Maria de Medeiros reconstitui trajetória de militante mineiro em documentário

Paulo Henrique Silva* - Do Hoje em Dia
25/10/2012 às 10:40.
Atualizado em 21/11/2021 às 17:32
 (Mario Miranda/Agência Foto)

(Mario Miranda/Agência Foto)

SÃO PAULO – Um dos maiores inimigos da ditadura brasileira após participar dos sequestros do cônsul japonês Nobuo Okushi e do embaixador alemão Ehrenfried Von Holleben, o mineiro Eduardo Leite, o Bacuri, foi o preso político que mais tempo permaneceu sob tortura – foram 109 dias até a sua morte, em 8 de dezembro de 1970, num banheiro do quartel do Exército, em São Paulo.

Sua trajetória é reconstruída pelo olhar de mulheres – a viúva Denise Crispim e a neta Eduarda, personagens do documentário "Repare Bem", assinado pela atriz e diretora portuguesa Maria de Medeiros ("Pulp Fiction", "Henry & June", "O Contador de Histórias").

Ela foi apresentada à história por Ana Petta, cujos pais também se envolveram na luta contra a repressão.

A experiência de Bacuri nos porões da ditadura é uma narrativa dolorosa e emocionante envolvendo dois familiares que ficaram marcados para sempre com a morte do militante nascido em Campo Belo. Denise teve Eduarda quando estava presa, pouco antes do marido ser assassinado. Trauma também compartilhado pela filha, que cresceu tentando descobrir quem foi seu pai.
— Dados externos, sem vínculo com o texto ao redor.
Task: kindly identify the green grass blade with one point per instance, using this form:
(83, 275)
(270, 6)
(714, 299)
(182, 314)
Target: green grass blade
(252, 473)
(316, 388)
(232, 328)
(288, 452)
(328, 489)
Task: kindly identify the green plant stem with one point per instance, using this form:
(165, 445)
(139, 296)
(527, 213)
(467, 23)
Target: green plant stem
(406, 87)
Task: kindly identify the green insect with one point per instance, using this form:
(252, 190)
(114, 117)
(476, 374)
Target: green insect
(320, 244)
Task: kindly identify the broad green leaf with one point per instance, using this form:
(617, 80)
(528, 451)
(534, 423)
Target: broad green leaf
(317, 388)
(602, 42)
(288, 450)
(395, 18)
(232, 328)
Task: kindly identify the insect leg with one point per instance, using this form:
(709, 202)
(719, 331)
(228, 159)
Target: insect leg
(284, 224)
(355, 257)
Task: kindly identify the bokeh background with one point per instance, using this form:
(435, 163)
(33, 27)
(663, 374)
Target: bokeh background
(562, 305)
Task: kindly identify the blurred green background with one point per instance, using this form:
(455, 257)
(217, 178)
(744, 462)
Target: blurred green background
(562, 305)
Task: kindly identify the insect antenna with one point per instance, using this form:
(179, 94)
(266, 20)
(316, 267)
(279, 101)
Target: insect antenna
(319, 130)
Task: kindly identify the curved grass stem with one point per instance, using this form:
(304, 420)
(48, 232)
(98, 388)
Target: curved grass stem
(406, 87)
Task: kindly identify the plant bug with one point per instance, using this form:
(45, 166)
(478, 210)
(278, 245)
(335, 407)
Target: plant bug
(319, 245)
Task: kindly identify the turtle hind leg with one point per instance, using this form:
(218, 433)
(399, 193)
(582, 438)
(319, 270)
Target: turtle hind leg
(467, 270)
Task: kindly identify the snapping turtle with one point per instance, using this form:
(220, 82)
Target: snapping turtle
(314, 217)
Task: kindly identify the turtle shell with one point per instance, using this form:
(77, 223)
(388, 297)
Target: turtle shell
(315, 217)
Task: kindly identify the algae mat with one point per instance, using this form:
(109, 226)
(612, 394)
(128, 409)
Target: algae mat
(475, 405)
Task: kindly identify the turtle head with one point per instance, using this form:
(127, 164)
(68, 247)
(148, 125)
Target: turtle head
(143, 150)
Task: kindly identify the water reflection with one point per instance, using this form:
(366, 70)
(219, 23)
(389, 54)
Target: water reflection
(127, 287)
"A Maria é uma apaixonada pelo Brasil, mostrando muito interesse em nossa história e cultura", diz Ana, que sugeriu o argumento muito por conta do primeiro trabalho na direção de Maria, "Capitães de Abril" (2000), que registra um período semelhante ocorrido em Portugal, na ditadura Salazar – de 1932 a 1968.

Sequência

Em entrevista ao Hoje em Dia, em meio à 36ª Mostra Internacional de São Paulo, Maria observa que seu mais recente trabalho "vai muito na sequência de 'Capitães de Abril', retratando uma ação na direção da democracia".

"É a história de duas brasileiras sobreviventes de uma grande violência e que vivem há 40 anos na Europa. Esse desenraizar, esse viver entre várias culturas, é algo com que me identifico muito", salienta Maria, hoje morando na França. "Gosto muito dos projetos que tecem pontos de ligação. O Brasil, por exemplo, é feito também da junção de todas as coisas que vieram do outro lado do Atlântico", completa.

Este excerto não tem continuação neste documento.